В Париже в метро весело! Ну сколько занимал путь от станции «Ришелье-Друо», на которой Марина и Алёна вошли, до этой, как ее там… в жизни не произнести название… на которой предстояло выйти… короче, девять станций, тридцать минут езды, чепуха, а между тем перед ними успели выступить два бродячих певца с латиноамериканским репертуаром (выбившие из глаз Алёны слезу умиления, исполнив румбу «Amado mio!», которую она обожала танцевать с чернооким идолом своего сердца), один гитарист, один аккордеонист – оба виртуозы! – а также трое каких-то мужчин, которые произносили речи. Алёна сперва приняла их за бродячих агитаторов, однако они оказались просто-напросто безработными, которые взывали к лучшим чувствам пассажиров.

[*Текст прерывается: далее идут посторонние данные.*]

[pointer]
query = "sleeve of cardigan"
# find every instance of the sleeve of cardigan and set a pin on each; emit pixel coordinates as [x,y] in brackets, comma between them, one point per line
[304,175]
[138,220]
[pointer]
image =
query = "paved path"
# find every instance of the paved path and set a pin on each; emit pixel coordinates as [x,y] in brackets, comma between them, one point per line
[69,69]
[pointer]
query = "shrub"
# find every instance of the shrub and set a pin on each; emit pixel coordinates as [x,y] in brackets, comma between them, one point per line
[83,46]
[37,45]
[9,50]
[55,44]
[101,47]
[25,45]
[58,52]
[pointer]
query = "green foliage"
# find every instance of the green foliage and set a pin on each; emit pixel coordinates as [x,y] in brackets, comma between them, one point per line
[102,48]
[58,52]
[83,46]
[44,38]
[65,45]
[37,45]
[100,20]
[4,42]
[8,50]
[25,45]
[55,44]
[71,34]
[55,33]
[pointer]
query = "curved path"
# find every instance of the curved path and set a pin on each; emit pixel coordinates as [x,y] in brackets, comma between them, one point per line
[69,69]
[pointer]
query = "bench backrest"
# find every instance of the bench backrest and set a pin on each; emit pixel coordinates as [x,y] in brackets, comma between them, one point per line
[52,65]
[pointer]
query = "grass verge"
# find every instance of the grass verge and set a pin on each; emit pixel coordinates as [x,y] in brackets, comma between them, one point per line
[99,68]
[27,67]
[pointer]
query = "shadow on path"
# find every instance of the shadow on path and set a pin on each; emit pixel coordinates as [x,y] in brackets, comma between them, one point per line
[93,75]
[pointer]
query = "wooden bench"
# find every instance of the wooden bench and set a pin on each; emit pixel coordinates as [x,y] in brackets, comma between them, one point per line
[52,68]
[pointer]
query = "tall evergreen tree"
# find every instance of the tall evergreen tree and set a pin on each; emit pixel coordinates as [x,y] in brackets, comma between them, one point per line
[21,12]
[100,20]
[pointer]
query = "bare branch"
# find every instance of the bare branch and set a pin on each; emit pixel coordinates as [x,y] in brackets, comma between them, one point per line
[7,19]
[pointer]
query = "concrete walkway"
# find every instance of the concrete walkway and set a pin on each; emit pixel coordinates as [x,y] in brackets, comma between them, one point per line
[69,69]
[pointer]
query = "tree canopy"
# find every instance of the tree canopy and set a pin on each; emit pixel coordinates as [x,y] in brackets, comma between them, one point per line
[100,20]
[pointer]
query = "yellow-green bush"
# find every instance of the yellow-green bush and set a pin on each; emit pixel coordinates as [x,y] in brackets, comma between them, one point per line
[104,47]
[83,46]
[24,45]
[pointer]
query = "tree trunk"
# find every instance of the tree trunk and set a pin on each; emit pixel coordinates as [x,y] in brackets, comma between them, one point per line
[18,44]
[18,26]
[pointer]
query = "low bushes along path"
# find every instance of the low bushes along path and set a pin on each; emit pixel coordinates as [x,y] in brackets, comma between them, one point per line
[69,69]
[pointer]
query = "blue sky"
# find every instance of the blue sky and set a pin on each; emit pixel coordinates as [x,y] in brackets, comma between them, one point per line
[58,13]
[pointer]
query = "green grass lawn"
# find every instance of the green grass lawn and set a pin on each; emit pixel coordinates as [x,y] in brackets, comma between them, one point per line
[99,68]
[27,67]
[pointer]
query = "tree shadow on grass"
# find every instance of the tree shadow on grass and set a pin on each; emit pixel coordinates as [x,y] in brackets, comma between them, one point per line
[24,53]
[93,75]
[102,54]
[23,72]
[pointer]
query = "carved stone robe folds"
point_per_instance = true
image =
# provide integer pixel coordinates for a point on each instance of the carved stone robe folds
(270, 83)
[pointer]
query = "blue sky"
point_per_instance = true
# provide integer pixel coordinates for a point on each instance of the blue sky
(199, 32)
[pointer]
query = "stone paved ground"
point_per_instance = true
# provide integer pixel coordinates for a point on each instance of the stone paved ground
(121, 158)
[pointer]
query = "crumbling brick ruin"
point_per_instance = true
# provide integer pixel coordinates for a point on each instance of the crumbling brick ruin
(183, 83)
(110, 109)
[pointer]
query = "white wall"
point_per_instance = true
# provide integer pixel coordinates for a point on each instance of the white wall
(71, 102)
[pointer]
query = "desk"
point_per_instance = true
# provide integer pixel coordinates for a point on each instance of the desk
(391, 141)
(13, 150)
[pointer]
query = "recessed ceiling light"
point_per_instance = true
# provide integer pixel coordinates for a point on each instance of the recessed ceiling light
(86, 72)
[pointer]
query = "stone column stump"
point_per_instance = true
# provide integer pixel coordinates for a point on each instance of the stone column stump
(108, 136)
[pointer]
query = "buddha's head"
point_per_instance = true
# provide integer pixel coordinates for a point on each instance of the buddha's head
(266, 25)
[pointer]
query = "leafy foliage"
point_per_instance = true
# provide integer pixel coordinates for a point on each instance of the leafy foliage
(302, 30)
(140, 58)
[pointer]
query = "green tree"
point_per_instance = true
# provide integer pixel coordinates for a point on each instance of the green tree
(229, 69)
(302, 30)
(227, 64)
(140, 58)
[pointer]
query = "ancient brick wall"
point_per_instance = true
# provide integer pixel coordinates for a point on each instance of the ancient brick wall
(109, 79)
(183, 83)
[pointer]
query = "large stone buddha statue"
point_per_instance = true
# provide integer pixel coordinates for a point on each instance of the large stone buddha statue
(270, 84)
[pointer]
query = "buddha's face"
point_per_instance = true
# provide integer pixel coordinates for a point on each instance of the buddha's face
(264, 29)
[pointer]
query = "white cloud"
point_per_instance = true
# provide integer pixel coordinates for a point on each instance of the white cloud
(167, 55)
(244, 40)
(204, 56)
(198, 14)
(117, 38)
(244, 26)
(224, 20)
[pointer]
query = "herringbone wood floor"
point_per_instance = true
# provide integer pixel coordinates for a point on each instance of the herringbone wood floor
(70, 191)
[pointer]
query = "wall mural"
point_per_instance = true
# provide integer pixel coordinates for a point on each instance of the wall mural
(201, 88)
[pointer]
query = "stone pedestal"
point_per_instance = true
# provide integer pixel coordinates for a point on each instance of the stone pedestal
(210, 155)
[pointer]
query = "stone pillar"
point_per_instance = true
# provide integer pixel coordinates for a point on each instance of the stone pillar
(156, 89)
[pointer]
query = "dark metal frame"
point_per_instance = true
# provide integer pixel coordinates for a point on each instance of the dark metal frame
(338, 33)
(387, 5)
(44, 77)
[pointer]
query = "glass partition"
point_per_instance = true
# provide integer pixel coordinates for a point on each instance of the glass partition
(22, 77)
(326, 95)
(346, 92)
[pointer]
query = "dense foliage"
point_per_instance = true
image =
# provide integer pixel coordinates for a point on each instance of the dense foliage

Особенно запомнился Алёне один. Его голос звучал так проникновенно, сам он был так черноволос, черноглаз, строен, молод и до такой степени похож на вышеупомянутого идола, что Алёна даже забыла свою idйe fixe последних дней по имени Никита Шершнев.
– Что он говорит? – подергала она за рукав Марину, которая взирала на красноречивого красавца совершенно равнодушно – так же, как и прочие пассажиры, за исключением чувствительной писательницы.
– Говорит, что он клошар и рассчитывает на милосердие мсьедам.